My children and I shopped for school clothes on Labor Day every year. Waiting until the last minute meant big savings. The tradition continues with my grandchildren; we shop for back-to-school shoes and outfits right before the first day of classes. As they model the latest footwear and ensembles, I remember September, 1960, the beginning of eighth grade, like it was yesterday.
My sister and I had started a new school. She was a year behind me, a seventh grader. We had new Bobbie Brooks’ outfits for the first day—skirts and shirts that looked like shirtwaist dresses—mine was black and blue Watch Plaid; hers, black and red. That first week, we were allowed to wear regular clothes, like the lucky public school kids did all year long. After that, it would be frumpy blue jumpers and white blouses.
Dad got it in his head we shouldn’t give our new classmates the idea we were swells; he insisted we wear the same outfit two days in a row. We begged and cried, but Dad held firm. When he left for work, we waved good-bye, then ran upstairs and changed outfits with each other. We yelled, "So long," to Mom as the screen door slammed behind us.
When we got to school, the cutest boy in eighth grade, possibly the whole world, said, "Didn’t you two wear those same outfits yesterday? What did you do, switch clothes with each other?" I spouted what we’d practiced on the nine block walk to school. "No," I lied, "We both have one of each and we didn’t see what the other one was wearing until it was too late. Ask my mom if you don’t believe me." He looked unconvinced.
Dad was wrong: the neighborhood may have been less ritzy than the one we’d moved from, but the girls at this new school were fashion plates. Everyday, they wore nylon stockings; we could only wear them on Sundays. Roger VanEss leather purses hung casually over their arms as they sashayed through the halls like runway models. Hair was perfectly ratted into bouffant dos. They wore expensive Capezio shoes—slim, pointy-toed flats, the soles as thin as cardboard. We wore old-fashioned penny loafers with bright copper pennies tucked into the coin slot; what everyone had worn at our old school.
My father had been a scholarship student at a Saint Paul military academy. His folks couldn’t afford the regulation shoes and bought his black oxfords from Thom McAn. Every time there was an inspection, Dad received demerits. He shared with me that he’d started freshman year at 5’2" and grew eight inches before graduation. His mother, an excellent seamstress, altered his uniform until there was no extra fabric left. According to Dad, the cost of another uniform put a real strain on the family budget but it was having the wrong shoes that he wouldn’t forget.
It had stuck in his craw that he’d been the poor kid in a class of well-to-do boys.
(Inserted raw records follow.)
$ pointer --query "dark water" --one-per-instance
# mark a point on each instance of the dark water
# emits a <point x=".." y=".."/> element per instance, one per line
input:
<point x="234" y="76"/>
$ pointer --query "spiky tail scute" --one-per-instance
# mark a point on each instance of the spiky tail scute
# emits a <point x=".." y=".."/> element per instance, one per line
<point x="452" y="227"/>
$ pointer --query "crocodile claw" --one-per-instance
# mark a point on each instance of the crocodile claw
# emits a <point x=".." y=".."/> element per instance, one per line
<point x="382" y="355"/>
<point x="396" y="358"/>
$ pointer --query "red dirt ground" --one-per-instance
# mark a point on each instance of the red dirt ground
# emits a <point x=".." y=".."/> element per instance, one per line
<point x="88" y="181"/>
Dad must have identified with the kids in our new neighborhood, putting himself in their place, wrongly assuming they wouldn’t have new outfits for the five days when no uniform was required.
I understood where Dad was coming from, but it stuck in my craw that he expected my sister and me to suffer in the same outfit two days running. This is probably why, no matter how tight our finances, my children always had new stuff for school. And why I’ve never been able to think of that Bobbie Brooks Watch Plaid outfit without cringing.